O autor deixa claro, no entanto, que a diferença entre países influencia a forma como estas estratégias têm se desenvolvido nos diferentes locais, mas, também, aponta que no caso dos EUA e da Inglaterra, o que constatou foram os mesmos parâmetros estratégicos que caracterizam o campo do controle do crime, independentemente de administrações mais conversadoras ou republicanas.

E Garland enuncia:

Os temas primários das novas estratégias – expressividade, punitivismo, vitimização, proteção pública, exclusão, maior controle, prevenção de perdas, parcerias público-privadas, responsabilização – estão fincados numa nova experiência coletiva, da qual retiram seu significado e sua força, e nas novas rotinas sociais que fornecem suas técnicas e apoios práticos. Também estão enraizadas na tematização reacionária da “pós-modernidade”, produzida não apenas pelo crime, mas por toda a corrente reacionária cultural e política que caracteriza o presente em termos de colapso moral, de incivilidade, e do declínio da família, exortando a reversão da revolução dos anos 1960 e do movimento de liberação cultural e política que ela deslanchou. A sociedade porosa, móvel, aberta, de estranhos, da pós-modernidade deu causa a práticas de controle do crime que buscam tornar a sociedade menos aberta e menos móvel: fixar identidades, imobilizar os indivíduos, colocar em quarentena setores da população, erguer fronteiras, fechar acessos. Se estas estratégias não são absolutamente determinadas pelo campo social que descrevi, elas são fortemente condicionadas por tal campo e provavelmente inconcebíveis sem ele.

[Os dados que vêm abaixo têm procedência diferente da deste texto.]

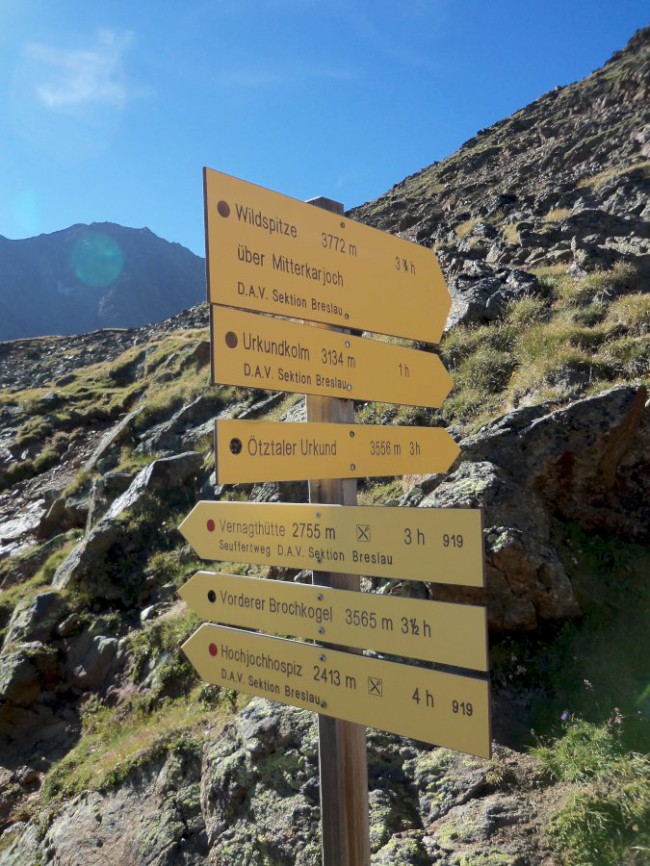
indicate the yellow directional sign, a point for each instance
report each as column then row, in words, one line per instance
column 249, row 451
column 452, row 634
column 255, row 351
column 274, row 254
column 441, row 708
column 441, row 545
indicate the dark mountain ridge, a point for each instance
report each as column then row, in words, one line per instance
column 94, row 276
column 113, row 751
column 574, row 163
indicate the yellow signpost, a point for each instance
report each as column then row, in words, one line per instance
column 451, row 634
column 274, row 254
column 442, row 545
column 440, row 708
column 255, row 351
column 249, row 451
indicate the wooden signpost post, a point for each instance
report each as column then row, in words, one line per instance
column 269, row 254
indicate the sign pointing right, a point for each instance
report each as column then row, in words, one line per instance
column 443, row 545
column 249, row 451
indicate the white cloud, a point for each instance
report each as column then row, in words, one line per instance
column 83, row 77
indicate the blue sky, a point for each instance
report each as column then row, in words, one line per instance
column 109, row 110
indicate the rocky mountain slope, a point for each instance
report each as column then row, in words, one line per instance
column 94, row 276
column 111, row 749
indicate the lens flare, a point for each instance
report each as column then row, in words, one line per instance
column 96, row 259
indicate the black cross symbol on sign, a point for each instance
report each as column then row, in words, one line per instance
column 363, row 532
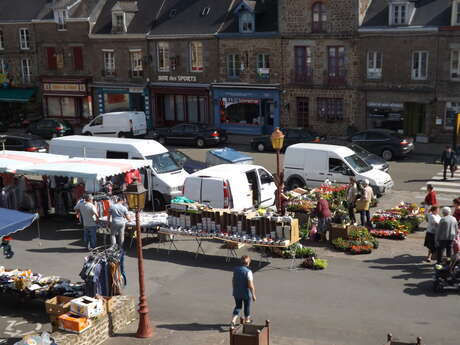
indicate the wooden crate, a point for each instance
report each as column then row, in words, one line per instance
column 58, row 305
column 250, row 334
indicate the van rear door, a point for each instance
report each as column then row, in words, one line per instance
column 139, row 123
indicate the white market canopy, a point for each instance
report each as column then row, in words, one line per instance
column 11, row 161
column 89, row 168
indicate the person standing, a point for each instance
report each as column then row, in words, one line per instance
column 445, row 234
column 324, row 214
column 433, row 223
column 87, row 212
column 352, row 194
column 367, row 195
column 448, row 160
column 244, row 291
column 118, row 215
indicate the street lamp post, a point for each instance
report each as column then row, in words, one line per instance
column 135, row 193
column 277, row 139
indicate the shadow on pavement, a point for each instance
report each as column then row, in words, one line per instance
column 195, row 327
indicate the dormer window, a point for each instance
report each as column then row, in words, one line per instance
column 246, row 22
column 119, row 22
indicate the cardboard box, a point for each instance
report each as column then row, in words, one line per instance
column 58, row 305
column 73, row 323
column 87, row 306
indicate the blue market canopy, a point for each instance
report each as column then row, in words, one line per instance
column 13, row 221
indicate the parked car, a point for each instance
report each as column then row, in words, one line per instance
column 370, row 158
column 190, row 134
column 234, row 186
column 385, row 143
column 29, row 143
column 311, row 164
column 292, row 136
column 190, row 165
column 50, row 128
column 120, row 124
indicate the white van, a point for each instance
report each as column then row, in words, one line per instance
column 311, row 164
column 168, row 176
column 234, row 186
column 120, row 124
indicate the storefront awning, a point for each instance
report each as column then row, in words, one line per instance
column 16, row 94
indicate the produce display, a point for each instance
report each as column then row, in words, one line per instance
column 396, row 223
column 359, row 241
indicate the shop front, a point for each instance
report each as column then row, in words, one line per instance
column 67, row 98
column 178, row 103
column 110, row 98
column 246, row 110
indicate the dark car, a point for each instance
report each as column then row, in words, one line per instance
column 385, row 143
column 370, row 158
column 190, row 134
column 50, row 128
column 29, row 143
column 291, row 136
column 190, row 165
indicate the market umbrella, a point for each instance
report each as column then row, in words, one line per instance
column 12, row 221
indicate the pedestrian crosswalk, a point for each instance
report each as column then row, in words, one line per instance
column 446, row 190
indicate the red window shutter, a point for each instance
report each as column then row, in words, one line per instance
column 78, row 58
column 52, row 59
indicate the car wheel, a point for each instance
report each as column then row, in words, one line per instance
column 158, row 202
column 260, row 147
column 200, row 142
column 387, row 154
column 295, row 183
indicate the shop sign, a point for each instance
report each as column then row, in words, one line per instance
column 136, row 90
column 182, row 78
column 385, row 105
column 64, row 87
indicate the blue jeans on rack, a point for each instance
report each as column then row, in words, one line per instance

Então, sairemos dessa nova jaula de ferro? Expressão utilizada por Garland ao final da sua obra, referindo-se a Max Weber, quando descreveu como a racionalidade capitalista superava a vocação espiritual que originalmente teria lhe dado significado.

Entendo que refletir sobre isso e como o que Garland explora tem aplicação a nossa realidade, sempre atentando para as nossas especificidades sociais, já é um grande começo, mas quero finalizar é com Dardot e Laval:

Marx já dizia com força: ‘A história não faz nada.’ Existem apenas homens que agem em condições dadas e, por sua ação, tentam abrir um futuro para eles. Cabe a nós permitir que um novo sentido do possível abra caminho. (DARDOT; LAVAL, 2016).

E cabe a nós mulheres, afinal, somos nós quem estamos demonstrando a nossa força constantemente, contra o fascismo e o retrocesso!


REFERÊNCIAS

CAMPOS, Marcelo da Silveira. Crime e Congresso Nacional. Uma análise da Política Criminal aprovada de 1989 a 2006. 1. ed. São Paulo: IBCCRIM, 2010.

DARDOT, Pierre; LAVAL, Christian. A nova razão do mundo: ensaio sobre a sociedade neoliberal. São Paulo: Boitempo, 2016.

GARLAND, David. A cultura do controle. Crime e ordem social na sociedade contemporânea. Rio de Janeiro: Revan, 2008.

SIMON, Jonathan. Governing Through Crime: How the War on Crime Transformed American Democracy and Created a Culture of Fear. EUA: Oxford University Press, 2009.

Mariana Cappellari

Mestre em Ciências Criminais. Professora. Defensora Pública.